Sensor mata, Kedua fitur penting ini adalah penggunaan Bot AVR yang paling umum. Detektor panas dapat digunakan untuk melindungi pengguna jika ada tetesan cairan berbahaya yang mudah terbakar di ruangan di mana terdapat api listrik. Ini mirip dengan sistem pendeteksi api idealidealide yang dikembangkan oleh Google. Dan unit depan dan belakang digunakan untuk mendeteksi benda-benda berbahaya di lingkungan, seperti pecahan kaca atau bahan kimia berbahaya.
Selain fungsi-fungsi tersebut, sensor mata juga dapat mendeteksi cahaya merah, hijau, atau biru. Saat terdeteksi, ketiga warna ini akan mengubah pola warna sensor. Yang merah dan hijau akan membuat robot berbalik; yang biru akan menghentikan kendaraan jika ada sesuatu yang terdeteksi di tengah jalan; dan yang merah akan menyebabkan robot berhenti bersama. Warna di dekat pencari blok objek ini dapat dideteksi di ruangan yang memiliki sensor pemblokiran cahaya. Namun seperti yang disebutkan sebelumnya, fitur ini hanya berlaku untuk objek di ruangan yang tidak memiliki cahaya merah, hijau, atau biru.
Sensor mata, Penggunaan umum terakhir dari Bot AVR adalah untuk pengaturan pabrik. Di pabrik-pabrik ini, sebagian besar robot dikendalikan oleh komputer yang melakukan berbagai aktivitas umum. Oleh karena itu, program komputer yang mengendalikan Bot AVR berisi informasi tentang semua aktivitas tersebut sehingga dapat mengambil keputusan tentang cara terbaik untuk mengendalikan robot. Di pabrik yang menggunakan produk semacam ini, sensor mata akan mendeteksi jika ada sesuatu yang menghalangi penglihatan robot. Hal ini biasanya dilakukan oleh mesin otomatis yang mengendalikan robot, seperti robot pembawa kotak.
Penggunaan umum dari deteksi sensor mata adalah untuk keselamatan dan perlindungan pekerja.

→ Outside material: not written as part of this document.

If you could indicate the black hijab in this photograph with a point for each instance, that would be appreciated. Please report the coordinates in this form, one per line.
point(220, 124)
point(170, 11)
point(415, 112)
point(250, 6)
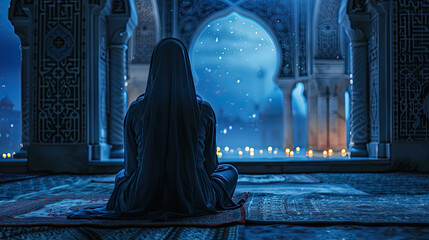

Perusahaan yang ingin robotnya bekerja dengan baik tanpa memerlukan pengawasan terus-menerus harus memasang AVR. Penting untuk memastikan bahwa robot yang digunakan berfungsi dengan baik, karena akan digunakan di berbagai area kerja di seluruh fasilitas. Program pengguna juga dapat memiliki fungsi lain, seperti melaporkan kebenaran jika suatu bahan dijatuhkan, atau mendeteksi bahan berbahaya ketika terdeteksi. Selain itu, sensor mata juga dapat mendeteksi ketika seseorang atau hewan memasuki area terlarang.
Sejauh ini, artikel ini telah menunjukkan bahwa ada banyak aplikasi yang berbeda dari sensor mata. Penggunaannya tergantung pada aplikasi yang dibutuhkan bisnis untuk menggunakan robot. Selain untuk mengendalikan robot, juga digunakan untuk mendeteksi bahan berbahaya dan berbahaya, dan di pabrik digunakan untuk mencegah pencurian atau kejahatan lainnya. Akhirnya, ini dapat digunakan di area pemantauan dan untuk melaporkan alarm palsu di area yang dikendalikan. Sejak sensor mata menjadi lebih populer dalam beberapa tahun terakhir, semakin banyak produsen yang membuat model canggih dengan kemampuan berbeda, seperti deteksi blok warna dekat objek.